Former BBC News Presenter Martine Croxall Begins Discrimination Legal Action

Former BBC News presenter Martine Croxall is taking the national broadcaster to an Employment Tribunal over allegations of workplace discrimination.

Croxall, 55, joined the BBC in 1991 on a work experience placement with Radio Leicester. After several years touring the Corporation's local and regional newsrooms, she became a presenter on the national BBC News channel in 2001.

In recent years she has been a regular presenter on the BBC News channel, as well as being a stand-in presenter on the Corporation's flagship News at One and News at Six programmes.

Croxall was unceremoniously dumped from the airwaves in 2023, as part of the BBC's plans to restructure its news output. Croxall's departure coincided with that of several other very experienced, very talented, middle-aged presenters and reporters.

News has now emerged that the thirty-year veteran is taking the BBC to an Employment Tribunal, amid claims of sex and age discrimination. The case is listed at London Central Employment Tribunal on 1st May 2024.

Several of her co-workers - Karin Giannone, Geeta Guru-Murthy, Kasia Madera and Annita McVeigh - are also taking action against the BBC.

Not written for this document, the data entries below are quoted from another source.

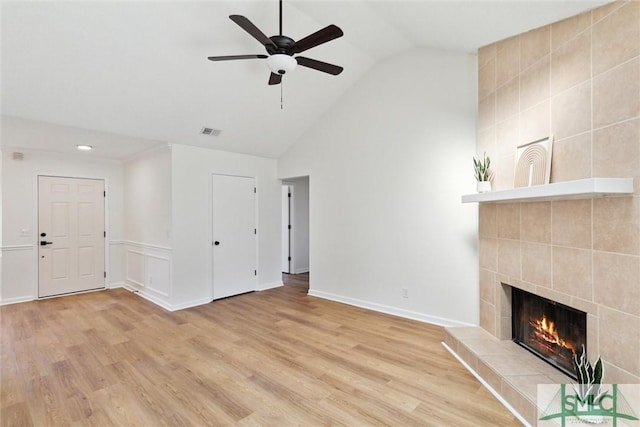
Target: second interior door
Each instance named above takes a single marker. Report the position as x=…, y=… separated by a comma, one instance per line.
x=234, y=235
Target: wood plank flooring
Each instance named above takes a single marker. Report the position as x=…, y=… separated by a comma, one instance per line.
x=271, y=358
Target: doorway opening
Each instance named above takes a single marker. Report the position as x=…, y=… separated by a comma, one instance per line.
x=295, y=226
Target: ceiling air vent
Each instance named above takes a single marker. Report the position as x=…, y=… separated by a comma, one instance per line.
x=210, y=131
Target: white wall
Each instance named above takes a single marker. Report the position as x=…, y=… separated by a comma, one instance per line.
x=19, y=216
x=191, y=200
x=387, y=166
x=147, y=225
x=147, y=196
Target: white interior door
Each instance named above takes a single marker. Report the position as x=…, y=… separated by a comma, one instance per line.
x=72, y=235
x=286, y=229
x=234, y=235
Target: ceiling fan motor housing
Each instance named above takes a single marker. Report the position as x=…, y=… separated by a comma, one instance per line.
x=281, y=63
x=281, y=59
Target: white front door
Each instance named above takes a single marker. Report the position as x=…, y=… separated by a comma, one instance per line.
x=234, y=235
x=71, y=235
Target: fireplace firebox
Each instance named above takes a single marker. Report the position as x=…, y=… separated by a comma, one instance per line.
x=550, y=330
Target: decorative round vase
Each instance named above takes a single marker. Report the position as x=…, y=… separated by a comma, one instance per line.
x=484, y=186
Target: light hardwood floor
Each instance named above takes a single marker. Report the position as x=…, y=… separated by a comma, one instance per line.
x=271, y=358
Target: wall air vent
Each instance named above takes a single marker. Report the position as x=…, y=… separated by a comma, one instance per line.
x=210, y=131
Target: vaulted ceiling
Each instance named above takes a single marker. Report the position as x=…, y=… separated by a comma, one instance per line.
x=140, y=69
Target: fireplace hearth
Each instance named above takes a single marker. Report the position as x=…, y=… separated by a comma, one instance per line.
x=550, y=330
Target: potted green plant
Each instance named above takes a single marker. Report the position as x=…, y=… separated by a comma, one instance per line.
x=482, y=173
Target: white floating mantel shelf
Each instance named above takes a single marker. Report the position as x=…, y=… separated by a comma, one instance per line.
x=580, y=189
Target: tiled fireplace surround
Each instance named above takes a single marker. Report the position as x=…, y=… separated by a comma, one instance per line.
x=578, y=79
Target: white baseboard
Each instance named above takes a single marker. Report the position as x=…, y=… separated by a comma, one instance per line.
x=16, y=300
x=116, y=285
x=413, y=315
x=267, y=286
x=164, y=304
x=487, y=386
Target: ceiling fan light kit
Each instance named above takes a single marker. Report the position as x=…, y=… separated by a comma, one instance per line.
x=281, y=49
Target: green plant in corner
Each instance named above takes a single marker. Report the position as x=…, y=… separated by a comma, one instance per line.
x=481, y=168
x=589, y=379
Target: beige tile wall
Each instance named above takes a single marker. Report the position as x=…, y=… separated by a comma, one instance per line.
x=579, y=80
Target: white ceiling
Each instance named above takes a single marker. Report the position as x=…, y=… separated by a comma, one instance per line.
x=139, y=69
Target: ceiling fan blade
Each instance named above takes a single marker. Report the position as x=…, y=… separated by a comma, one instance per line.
x=275, y=79
x=252, y=29
x=232, y=57
x=324, y=35
x=319, y=65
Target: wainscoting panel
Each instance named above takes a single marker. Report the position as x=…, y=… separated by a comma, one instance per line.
x=135, y=268
x=19, y=275
x=148, y=271
x=159, y=274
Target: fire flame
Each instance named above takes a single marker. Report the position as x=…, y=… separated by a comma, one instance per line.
x=546, y=330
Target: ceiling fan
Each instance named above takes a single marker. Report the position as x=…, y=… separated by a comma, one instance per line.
x=281, y=49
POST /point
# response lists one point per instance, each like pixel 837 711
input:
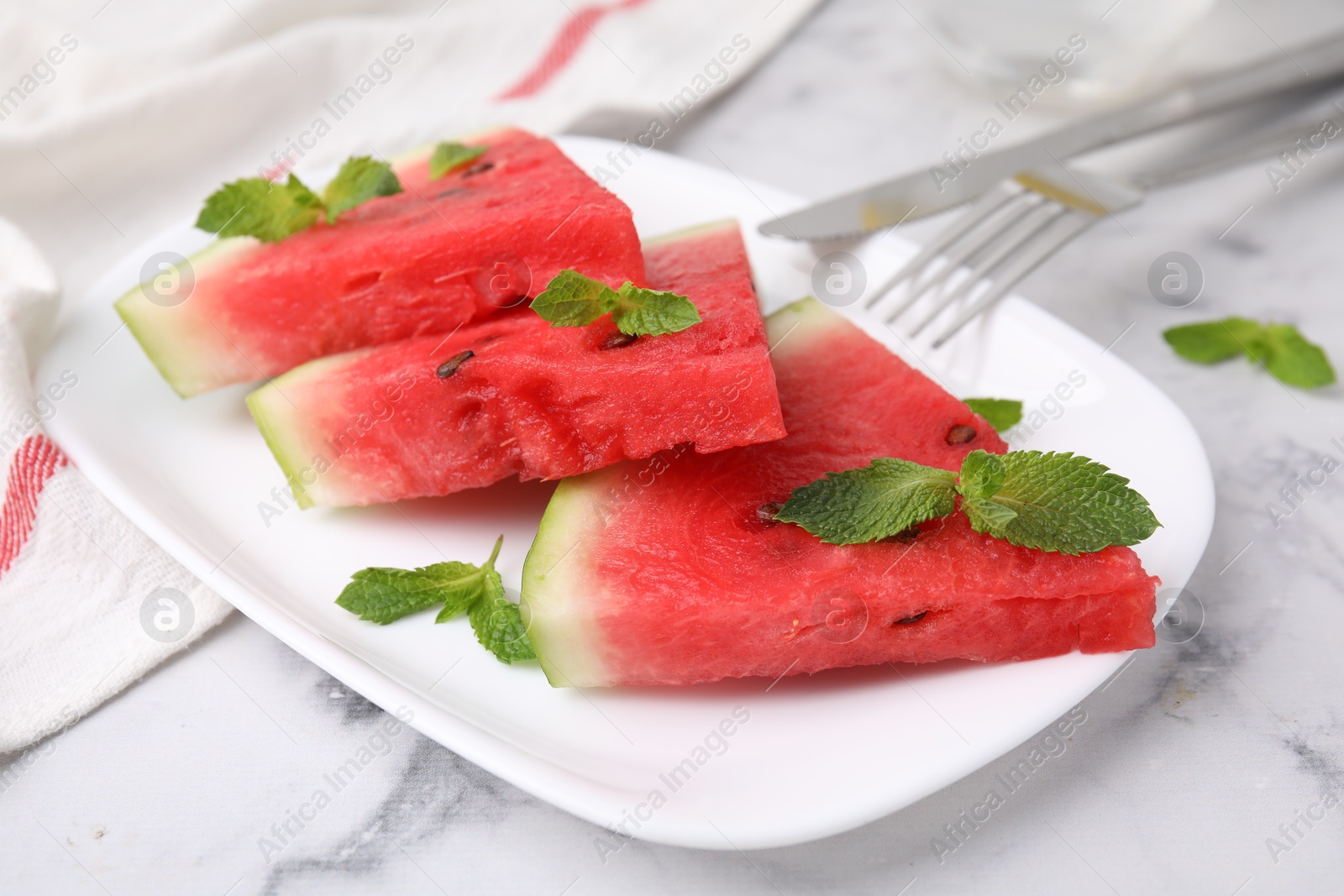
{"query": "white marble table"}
pixel 1186 766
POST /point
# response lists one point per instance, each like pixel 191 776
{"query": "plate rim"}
pixel 575 794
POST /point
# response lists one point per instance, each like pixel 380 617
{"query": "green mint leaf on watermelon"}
pixel 382 594
pixel 1053 501
pixel 871 503
pixel 360 181
pixel 261 208
pixel 649 312
pixel 448 156
pixel 1280 348
pixel 575 300
pixel 499 626
pixel 1000 412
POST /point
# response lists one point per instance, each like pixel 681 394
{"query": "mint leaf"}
pixel 575 300
pixel 981 474
pixel 1214 342
pixel 648 312
pixel 450 155
pixel 499 626
pixel 871 503
pixel 360 181
pixel 1053 501
pixel 1000 412
pixel 261 208
pixel 382 594
pixel 1278 347
pixel 1290 359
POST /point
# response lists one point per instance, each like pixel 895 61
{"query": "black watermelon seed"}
pixel 768 511
pixel 450 365
pixel 960 434
pixel 618 340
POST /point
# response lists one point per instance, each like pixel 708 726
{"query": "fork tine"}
pixel 984 234
pixel 979 211
pixel 1021 235
pixel 995 255
pixel 1063 230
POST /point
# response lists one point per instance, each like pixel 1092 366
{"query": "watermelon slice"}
pixel 514 396
pixel 689 579
pixel 423 261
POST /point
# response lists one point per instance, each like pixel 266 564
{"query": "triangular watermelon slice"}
pixel 689 579
pixel 514 396
pixel 423 261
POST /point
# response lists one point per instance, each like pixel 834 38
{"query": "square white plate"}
pixel 815 757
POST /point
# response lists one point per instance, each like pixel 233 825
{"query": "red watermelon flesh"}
pixel 683 578
pixel 425 261
pixel 533 401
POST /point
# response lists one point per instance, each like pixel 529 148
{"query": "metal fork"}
pixel 1014 228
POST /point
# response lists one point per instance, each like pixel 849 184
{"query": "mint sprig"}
pixel 1000 412
pixel 1058 503
pixel 501 629
pixel 448 156
pixel 261 208
pixel 1280 348
pixel 358 181
pixel 272 211
pixel 383 595
pixel 575 300
pixel 871 501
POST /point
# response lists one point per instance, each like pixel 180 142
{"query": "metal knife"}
pixel 918 194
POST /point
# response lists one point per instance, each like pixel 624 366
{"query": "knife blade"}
pixel 920 192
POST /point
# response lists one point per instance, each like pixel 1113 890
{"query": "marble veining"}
pixel 1193 758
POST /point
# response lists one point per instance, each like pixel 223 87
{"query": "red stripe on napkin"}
pixel 564 49
pixel 35 461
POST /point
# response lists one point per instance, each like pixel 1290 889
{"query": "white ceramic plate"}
pixel 815 757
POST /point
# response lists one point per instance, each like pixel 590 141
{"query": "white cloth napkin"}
pixel 118 123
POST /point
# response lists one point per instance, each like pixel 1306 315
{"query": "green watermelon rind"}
pixel 557 582
pixel 174 338
pixel 557 587
pixel 286 439
pixel 186 348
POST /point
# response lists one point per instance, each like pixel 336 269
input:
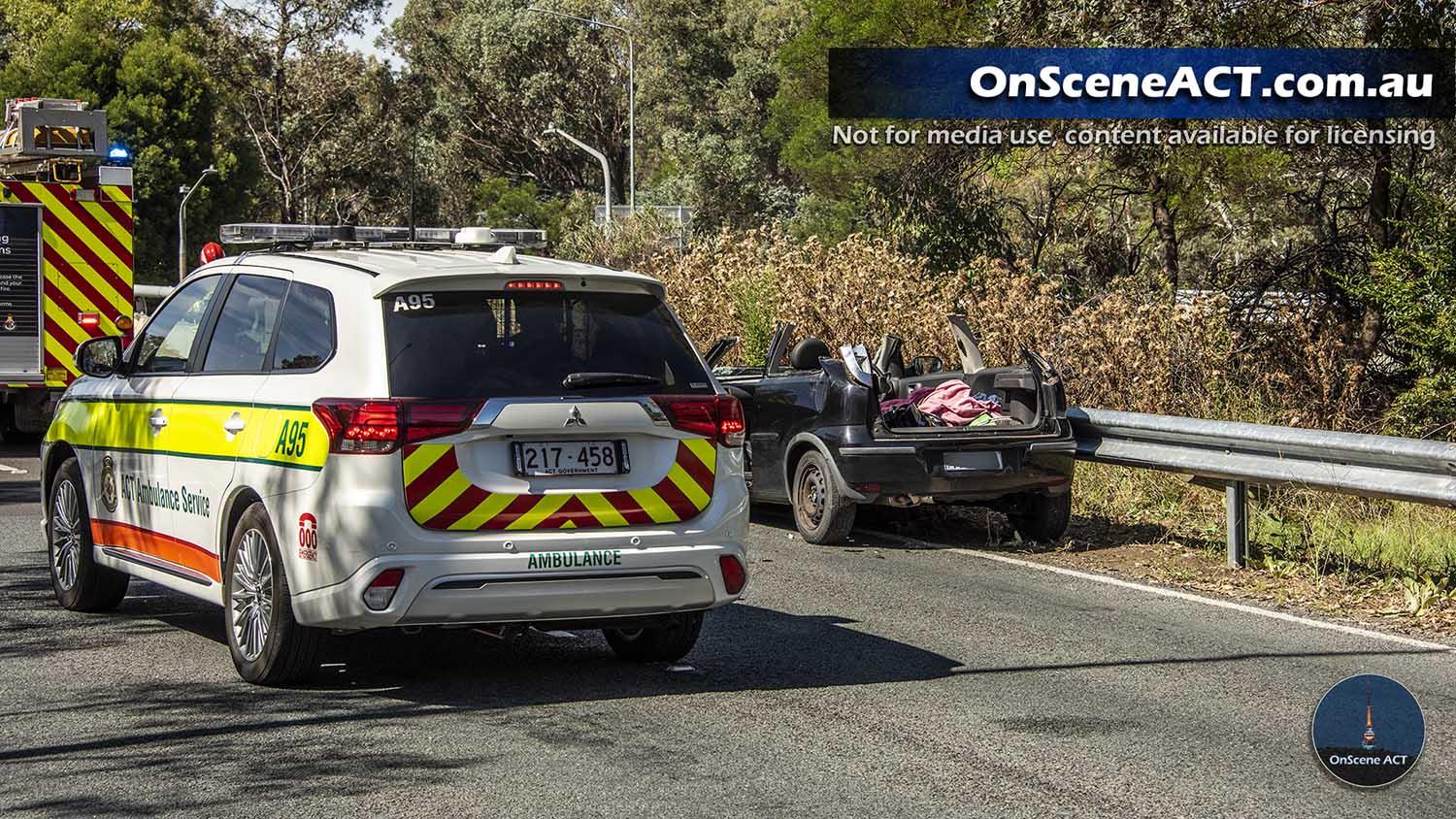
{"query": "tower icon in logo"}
pixel 1351 752
pixel 1368 740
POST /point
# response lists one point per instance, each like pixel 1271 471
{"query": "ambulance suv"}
pixel 347 437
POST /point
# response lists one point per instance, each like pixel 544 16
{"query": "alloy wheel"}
pixel 811 496
pixel 66 536
pixel 252 595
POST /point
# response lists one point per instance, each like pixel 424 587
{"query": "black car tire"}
pixel 285 652
pixel 81 583
pixel 657 643
pixel 1042 518
pixel 820 512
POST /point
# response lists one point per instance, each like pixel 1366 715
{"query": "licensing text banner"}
pixel 1141 83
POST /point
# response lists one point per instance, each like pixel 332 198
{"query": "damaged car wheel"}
pixel 820 512
pixel 1042 518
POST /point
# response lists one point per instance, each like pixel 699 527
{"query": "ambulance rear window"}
pixel 512 344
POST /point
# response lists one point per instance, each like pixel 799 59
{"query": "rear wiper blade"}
pixel 581 380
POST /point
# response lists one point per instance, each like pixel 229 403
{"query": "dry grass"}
pixel 1129 349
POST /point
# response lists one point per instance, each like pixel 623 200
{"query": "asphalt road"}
pixel 865 679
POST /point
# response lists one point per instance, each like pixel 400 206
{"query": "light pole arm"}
pixel 186 194
pixel 631 95
pixel 602 157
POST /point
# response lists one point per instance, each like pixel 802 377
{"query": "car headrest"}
pixel 806 354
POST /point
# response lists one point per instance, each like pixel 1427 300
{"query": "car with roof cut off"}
pixel 335 434
pixel 830 432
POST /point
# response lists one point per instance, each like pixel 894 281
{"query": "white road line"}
pixel 1182 595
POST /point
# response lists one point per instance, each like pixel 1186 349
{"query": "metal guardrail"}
pixel 1241 454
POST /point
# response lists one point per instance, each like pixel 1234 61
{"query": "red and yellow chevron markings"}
pixel 87 264
pixel 440 496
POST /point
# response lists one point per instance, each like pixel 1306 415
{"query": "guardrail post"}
pixel 1237 501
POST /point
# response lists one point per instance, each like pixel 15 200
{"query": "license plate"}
pixel 570 457
pixel 973 461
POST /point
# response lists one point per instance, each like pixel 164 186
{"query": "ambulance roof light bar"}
pixel 268 233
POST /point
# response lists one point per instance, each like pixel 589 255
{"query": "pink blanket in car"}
pixel 954 404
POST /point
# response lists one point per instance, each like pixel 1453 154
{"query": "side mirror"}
pixel 99 357
pixel 928 364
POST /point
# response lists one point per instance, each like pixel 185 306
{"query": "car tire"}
pixel 820 512
pixel 81 582
pixel 1042 518
pixel 268 646
pixel 657 643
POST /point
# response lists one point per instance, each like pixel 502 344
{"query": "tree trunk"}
pixel 1167 232
pixel 1377 223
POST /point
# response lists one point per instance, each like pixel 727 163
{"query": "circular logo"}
pixel 108 483
pixel 1369 731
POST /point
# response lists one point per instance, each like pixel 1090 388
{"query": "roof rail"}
pixel 366 236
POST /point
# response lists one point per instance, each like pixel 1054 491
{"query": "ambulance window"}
pixel 245 326
pixel 166 341
pixel 306 331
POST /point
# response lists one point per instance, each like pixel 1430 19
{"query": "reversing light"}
pixel 734 574
pixel 718 417
pixel 381 589
pixel 379 426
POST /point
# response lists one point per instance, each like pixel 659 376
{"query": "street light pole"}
pixel 186 194
pixel 631 96
pixel 602 157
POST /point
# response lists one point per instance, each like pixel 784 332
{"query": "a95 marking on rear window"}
pixel 414 302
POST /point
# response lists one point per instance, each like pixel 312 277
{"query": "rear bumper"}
pixel 507 588
pixel 946 473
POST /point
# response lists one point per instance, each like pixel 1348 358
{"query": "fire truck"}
pixel 66 265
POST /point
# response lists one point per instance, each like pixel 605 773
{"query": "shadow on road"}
pixel 973 527
pixel 19 492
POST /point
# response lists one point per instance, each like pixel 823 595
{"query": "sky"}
pixel 366 41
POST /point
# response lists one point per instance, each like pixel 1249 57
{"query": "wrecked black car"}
pixel 829 432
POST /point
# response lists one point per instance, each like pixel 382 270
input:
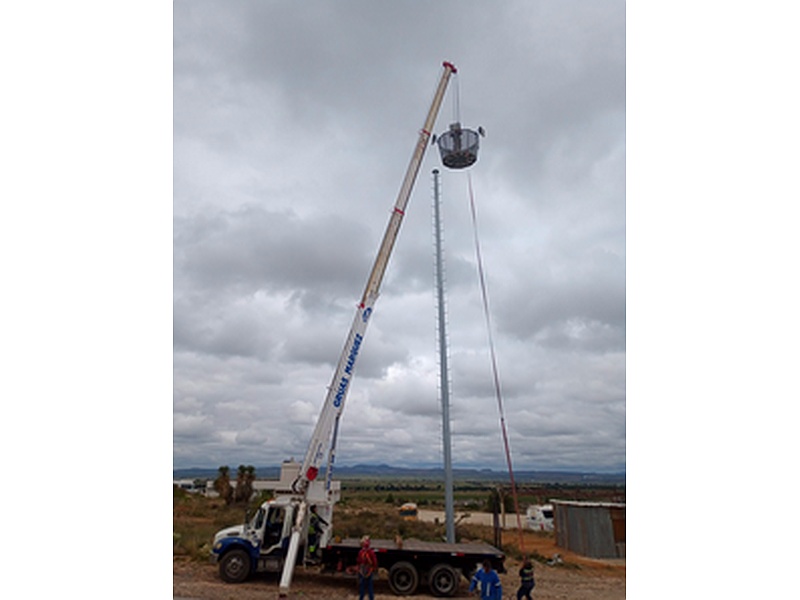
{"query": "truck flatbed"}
pixel 410 562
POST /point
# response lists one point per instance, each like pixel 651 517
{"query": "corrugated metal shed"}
pixel 593 529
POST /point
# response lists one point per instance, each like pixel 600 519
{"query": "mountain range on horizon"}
pixel 361 471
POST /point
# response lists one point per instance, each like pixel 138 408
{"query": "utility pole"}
pixel 444 384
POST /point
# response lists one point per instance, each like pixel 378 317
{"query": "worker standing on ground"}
pixel 367 564
pixel 315 528
pixel 489 582
pixel 527 582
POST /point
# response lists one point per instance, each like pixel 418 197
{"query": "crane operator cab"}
pixel 458 146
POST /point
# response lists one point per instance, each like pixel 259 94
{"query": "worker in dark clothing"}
pixel 489 581
pixel 527 582
pixel 315 528
pixel 367 563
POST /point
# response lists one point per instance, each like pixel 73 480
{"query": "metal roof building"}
pixel 593 529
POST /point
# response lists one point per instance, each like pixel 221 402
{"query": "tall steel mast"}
pixel 321 441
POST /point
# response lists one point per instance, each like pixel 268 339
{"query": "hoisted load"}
pixel 459 147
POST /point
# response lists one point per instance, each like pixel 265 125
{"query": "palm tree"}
pixel 222 485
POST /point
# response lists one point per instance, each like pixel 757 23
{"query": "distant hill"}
pixel 435 474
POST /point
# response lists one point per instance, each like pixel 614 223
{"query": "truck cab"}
pixel 260 543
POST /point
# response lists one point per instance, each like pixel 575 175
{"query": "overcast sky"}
pixel 293 127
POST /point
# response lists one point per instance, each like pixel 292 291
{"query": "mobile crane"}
pixel 272 540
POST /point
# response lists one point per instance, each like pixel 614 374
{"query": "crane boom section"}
pixel 340 384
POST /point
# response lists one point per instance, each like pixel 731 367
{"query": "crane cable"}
pixel 494 363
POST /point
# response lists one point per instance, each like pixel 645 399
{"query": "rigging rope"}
pixel 494 362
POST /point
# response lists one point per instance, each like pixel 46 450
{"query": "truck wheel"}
pixel 443 580
pixel 234 566
pixel 403 579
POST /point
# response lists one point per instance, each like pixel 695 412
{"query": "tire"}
pixel 443 580
pixel 403 578
pixel 234 567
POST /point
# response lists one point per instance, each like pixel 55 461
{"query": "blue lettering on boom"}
pixel 351 359
pixel 337 401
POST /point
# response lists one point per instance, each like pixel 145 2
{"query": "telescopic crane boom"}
pixel 323 440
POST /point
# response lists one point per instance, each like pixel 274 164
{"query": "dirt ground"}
pixel 577 578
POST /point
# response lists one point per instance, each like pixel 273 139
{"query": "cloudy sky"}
pixel 293 127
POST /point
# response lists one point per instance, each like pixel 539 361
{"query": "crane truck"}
pixel 276 538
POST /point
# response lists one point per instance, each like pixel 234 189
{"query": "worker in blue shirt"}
pixel 489 581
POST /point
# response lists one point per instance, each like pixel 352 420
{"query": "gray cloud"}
pixel 293 126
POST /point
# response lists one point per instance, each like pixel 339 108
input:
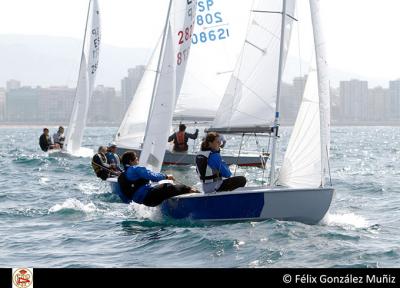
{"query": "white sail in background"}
pixel 133 127
pixel 131 132
pixel 172 68
pixel 323 86
pixel 86 79
pixel 302 163
pixel 217 39
pixel 250 99
pixel 306 160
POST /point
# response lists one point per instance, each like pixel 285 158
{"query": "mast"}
pixel 68 136
pixel 323 87
pixel 158 67
pixel 277 110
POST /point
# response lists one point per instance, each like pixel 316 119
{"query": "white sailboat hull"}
pixel 188 158
pixel 302 205
pixel 247 204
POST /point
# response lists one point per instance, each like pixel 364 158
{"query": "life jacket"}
pixel 205 172
pixel 129 188
pixel 97 167
pixel 180 143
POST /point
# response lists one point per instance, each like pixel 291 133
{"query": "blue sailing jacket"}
pixel 216 163
pixel 136 172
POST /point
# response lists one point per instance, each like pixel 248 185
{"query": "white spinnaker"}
pixel 174 60
pixel 132 129
pixel 250 99
pixel 86 79
pixel 323 86
pixel 301 166
pixel 217 40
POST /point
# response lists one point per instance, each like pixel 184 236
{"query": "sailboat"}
pixel 85 85
pixel 153 105
pixel 216 42
pixel 251 105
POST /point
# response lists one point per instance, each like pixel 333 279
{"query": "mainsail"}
pixel 306 160
pixel 216 43
pixel 86 79
pixel 250 99
pixel 160 100
pixel 179 27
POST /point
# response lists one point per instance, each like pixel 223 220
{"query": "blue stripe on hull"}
pixel 117 190
pixel 233 206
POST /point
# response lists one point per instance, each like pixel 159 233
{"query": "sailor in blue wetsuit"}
pixel 212 169
pixel 113 158
pixel 135 183
pixel 45 141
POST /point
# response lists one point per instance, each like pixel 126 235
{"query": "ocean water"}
pixel 54 212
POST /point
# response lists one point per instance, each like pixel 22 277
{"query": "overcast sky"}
pixel 363 36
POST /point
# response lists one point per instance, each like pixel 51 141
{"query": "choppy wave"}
pixel 347 221
pixel 75 205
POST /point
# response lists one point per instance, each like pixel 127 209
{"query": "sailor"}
pixel 100 165
pixel 135 183
pixel 181 138
pixel 59 137
pixel 113 157
pixel 223 140
pixel 212 170
pixel 45 141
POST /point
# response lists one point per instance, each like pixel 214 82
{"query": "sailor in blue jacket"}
pixel 212 170
pixel 135 183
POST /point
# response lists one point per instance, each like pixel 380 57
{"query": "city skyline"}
pixel 353 102
pixel 355 44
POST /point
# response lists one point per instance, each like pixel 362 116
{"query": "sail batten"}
pixel 250 98
pixel 172 63
pixel 306 159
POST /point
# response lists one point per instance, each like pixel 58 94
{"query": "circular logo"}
pixel 23 278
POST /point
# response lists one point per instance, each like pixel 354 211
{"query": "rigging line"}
pixel 329 166
pixel 237 158
pixel 299 48
pixel 239 64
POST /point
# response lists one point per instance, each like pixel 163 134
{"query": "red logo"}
pixel 22 278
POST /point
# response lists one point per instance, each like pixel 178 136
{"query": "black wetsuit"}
pixel 45 142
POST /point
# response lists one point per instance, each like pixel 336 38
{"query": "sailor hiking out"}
pixel 181 138
pixel 214 173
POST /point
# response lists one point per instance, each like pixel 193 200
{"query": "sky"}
pixel 362 35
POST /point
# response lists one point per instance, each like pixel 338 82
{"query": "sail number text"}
pixel 211 22
pixel 95 50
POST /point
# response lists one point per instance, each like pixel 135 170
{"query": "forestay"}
pixel 250 98
pixel 217 40
pixel 174 58
pixel 86 79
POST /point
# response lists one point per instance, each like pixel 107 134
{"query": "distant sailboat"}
pixel 251 105
pixel 148 119
pixel 85 85
pixel 216 42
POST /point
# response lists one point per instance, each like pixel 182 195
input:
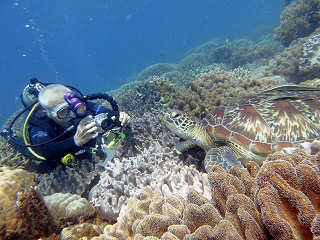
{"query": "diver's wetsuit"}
pixel 43 129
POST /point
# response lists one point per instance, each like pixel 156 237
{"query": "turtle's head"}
pixel 180 124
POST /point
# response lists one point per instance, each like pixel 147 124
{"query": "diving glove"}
pixel 86 130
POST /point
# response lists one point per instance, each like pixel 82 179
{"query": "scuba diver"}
pixel 62 121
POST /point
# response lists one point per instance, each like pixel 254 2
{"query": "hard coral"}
pixel 12 182
pixel 192 217
pixel 288 194
pixel 32 219
pixel 298 20
pixel 300 61
pixel 218 86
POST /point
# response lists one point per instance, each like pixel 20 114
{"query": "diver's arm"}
pixel 54 149
pixel 98 108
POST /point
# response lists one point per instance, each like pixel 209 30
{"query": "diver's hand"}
pixel 124 118
pixel 86 131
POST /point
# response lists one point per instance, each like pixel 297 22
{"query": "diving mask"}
pixel 76 104
pixel 63 112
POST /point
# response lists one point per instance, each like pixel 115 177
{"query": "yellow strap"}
pixel 25 138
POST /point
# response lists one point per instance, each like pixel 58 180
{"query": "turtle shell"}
pixel 269 121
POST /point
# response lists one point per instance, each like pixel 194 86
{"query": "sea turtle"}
pixel 277 118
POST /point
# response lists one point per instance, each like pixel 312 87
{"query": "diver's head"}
pixel 52 99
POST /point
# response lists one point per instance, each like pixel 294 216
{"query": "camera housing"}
pixel 102 121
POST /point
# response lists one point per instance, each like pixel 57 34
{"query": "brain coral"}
pixel 277 201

The BBC has form for discriminating against its female journalists.

In 2020 an Employment Tribunal ruled that the BBC had unlawfully discriminated against Samira Ahmed, who received a fraction of the pay of a male presenter, Jeremy Vine (insert expletives here), for doing a comparable job.

On the back of Ahmed's tribunal win, the BBC went into damage-limitation overdrive in an effort to stave off similar claims.

According to a BBC insider at the time: "They've spent a huge amount of money telling women they don't have a claim - but now they're approaching women as they head to tribunal and offering to make it go away."

Given the vast army of lawyers employed by the BBC it is remarkable the frequency with which the national broadcaster finds itself in legal hot water. They are, in the main, BBC lawyers cast in the same mould as Post Office lawyers - overpaid, undertalented, content to bypass due process and with a dubious interpretation of acting in the public interest.

I'm sure we'll be hearing a lot more about how the BBC uses public money to silence disgruntled employees over the next few days.